It has been said that big things have small beginnings. For Pictionary inventor Rob Angel, this was a 2.9 GPA, a job waiting tables and a piece of paper and pencil that created one of the world’s most successful party games.
This past Tuesday, the famous game creator shared the story of his self-described “17-year startup” in the Peplow Pavilion as part of this year’s Distinguished Entrepreneur Speaker event, held by Bradley’s Turner School of Entrepreneurship and Innovation. He detailed the game’s rise from his small apartment to a global empire.
“I thought [the event] was really interesting,” Lasha Petree, sophomore entrepreneurship major, said. “Some things just fell into [Angel’s] lap and he ran with it, and then … he had obstacles that came in front of him, but he never stopped.”
Pictionary began as an informal drawing version of charades with friends that became a fun highlight of Angel’s directionless post-college life. He then dedicated himself to the idea of “[sharing] the joy [he] was having” by making it a board game.

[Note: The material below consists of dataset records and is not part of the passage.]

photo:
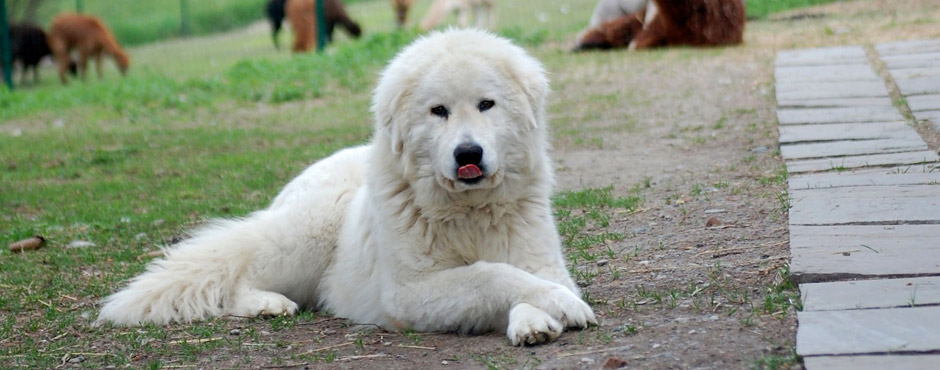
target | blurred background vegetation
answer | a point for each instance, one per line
(136, 22)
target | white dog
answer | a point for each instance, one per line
(482, 9)
(442, 223)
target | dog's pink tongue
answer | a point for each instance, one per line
(470, 171)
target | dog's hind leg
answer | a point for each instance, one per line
(206, 275)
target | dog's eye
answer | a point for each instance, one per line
(485, 105)
(440, 111)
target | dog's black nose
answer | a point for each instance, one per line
(468, 153)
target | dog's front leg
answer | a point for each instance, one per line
(486, 296)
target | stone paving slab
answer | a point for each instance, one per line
(825, 253)
(880, 178)
(860, 161)
(883, 101)
(851, 147)
(844, 72)
(911, 60)
(894, 362)
(884, 204)
(837, 115)
(847, 131)
(831, 91)
(868, 331)
(864, 294)
(921, 85)
(932, 116)
(905, 73)
(822, 56)
(923, 102)
(908, 47)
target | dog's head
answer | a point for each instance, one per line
(464, 110)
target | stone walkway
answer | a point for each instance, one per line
(865, 198)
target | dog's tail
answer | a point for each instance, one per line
(196, 279)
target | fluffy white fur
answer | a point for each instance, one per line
(482, 12)
(386, 233)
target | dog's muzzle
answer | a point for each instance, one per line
(469, 157)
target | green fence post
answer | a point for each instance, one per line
(321, 26)
(185, 27)
(6, 48)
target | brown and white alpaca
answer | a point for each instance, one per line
(334, 13)
(482, 9)
(672, 22)
(90, 37)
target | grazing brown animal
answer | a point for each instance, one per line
(29, 47)
(334, 13)
(401, 10)
(303, 21)
(617, 33)
(90, 37)
(673, 22)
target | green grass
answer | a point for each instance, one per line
(763, 8)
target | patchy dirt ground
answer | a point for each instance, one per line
(693, 134)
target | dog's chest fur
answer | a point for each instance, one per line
(470, 234)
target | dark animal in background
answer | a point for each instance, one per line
(87, 35)
(401, 11)
(693, 22)
(334, 12)
(29, 47)
(673, 22)
(608, 10)
(617, 33)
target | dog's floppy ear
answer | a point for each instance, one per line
(530, 77)
(387, 107)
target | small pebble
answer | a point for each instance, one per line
(35, 242)
(80, 244)
(615, 363)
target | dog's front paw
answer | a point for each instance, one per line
(529, 325)
(262, 303)
(567, 308)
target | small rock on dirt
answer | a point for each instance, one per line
(712, 222)
(35, 242)
(615, 363)
(81, 244)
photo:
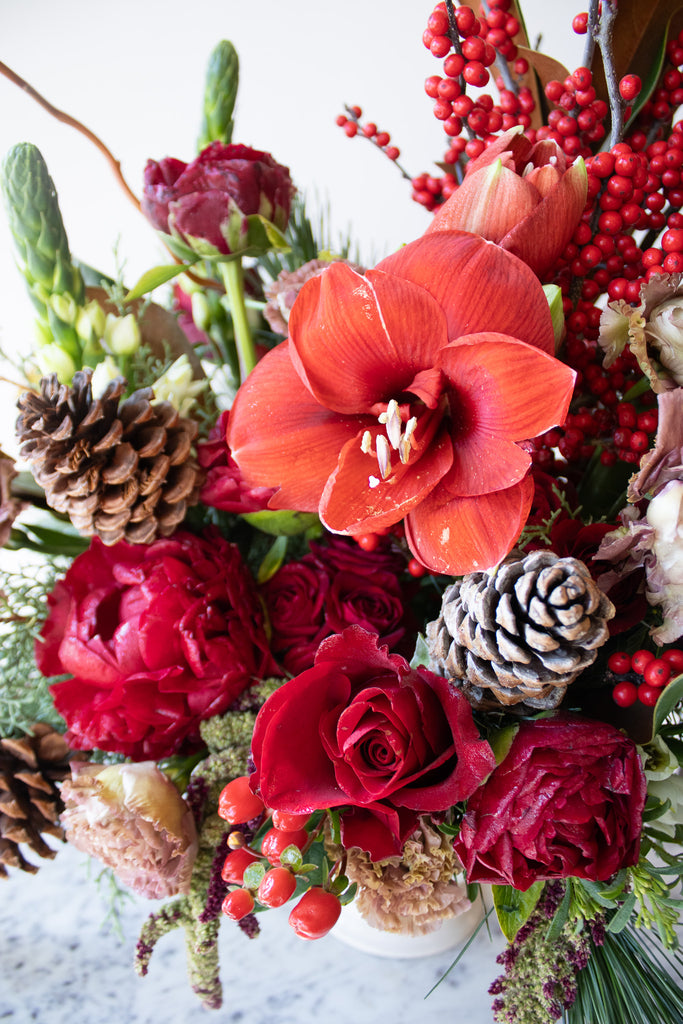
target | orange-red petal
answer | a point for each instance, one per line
(478, 285)
(455, 536)
(282, 437)
(356, 341)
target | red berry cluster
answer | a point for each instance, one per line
(642, 676)
(351, 124)
(317, 909)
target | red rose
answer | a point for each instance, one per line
(566, 801)
(361, 728)
(197, 200)
(157, 639)
(224, 487)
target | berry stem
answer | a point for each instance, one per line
(232, 275)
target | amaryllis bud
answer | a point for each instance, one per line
(132, 818)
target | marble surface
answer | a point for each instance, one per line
(61, 962)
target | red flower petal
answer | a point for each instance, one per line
(456, 536)
(459, 269)
(356, 341)
(281, 436)
(501, 391)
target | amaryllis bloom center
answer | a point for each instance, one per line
(403, 393)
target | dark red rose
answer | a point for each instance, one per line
(224, 487)
(196, 200)
(294, 599)
(566, 801)
(361, 729)
(157, 638)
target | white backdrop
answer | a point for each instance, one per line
(133, 72)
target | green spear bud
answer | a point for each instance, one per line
(219, 95)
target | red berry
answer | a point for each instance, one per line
(276, 887)
(620, 663)
(657, 673)
(288, 820)
(236, 864)
(648, 695)
(237, 802)
(674, 656)
(640, 659)
(625, 693)
(315, 913)
(238, 904)
(275, 840)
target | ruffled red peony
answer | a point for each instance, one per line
(403, 394)
(566, 801)
(364, 731)
(196, 201)
(156, 638)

His work making and publicizing the game taught him the merits of being dedicated to an idea. Angel read the dictionary for word inspiration, organized hundreds of thousands of cards for the game’s first edition and embraced unorthodox attention-grabbing techniques such as playing it in restaurants.
From this, Angel became committed to preserving the game’s integrity and never undermined it for personal gains. This led him to turn down a $1 million contract and ultimately sell “Pictionary” to Mattel. After almost two decades of expansion, he felt an urge to move on and explore life through personal adventures and non-profit work.
“If it doesn’t feel right, don’t do it,” Angel said. “You don’t know who you can trust, but you do know how you feel.”
Angel closed his speech by encouraging his audience to be OPEN: opportunity-seeking, possibility-considering (jumping in over judging), energetic and taking action now.
“We had never had … anyone from the game design world,” Ken Klotz, Turner’s managing director, said. “Since one of our most popular programs at Bradley is game design, we thought that he would be a perfect fit.”
Angel found relatability in the audience from his own experience of not knowing the “next step” after college. The event concluded with Angel receiving the Turner school’s 2019 Entrepreneur of the Year Award.
“Once he kept going, it all cleared a pathway for him,” Petree said. “I liked how he never gave up on his dream.”
Klotz boiled down Angel’s message into one succinct takeaway.
“In the face of difficulty, with few or no resources, just do something,” Klotz said. “Start. Launch. Inaction is the killer, not resources.”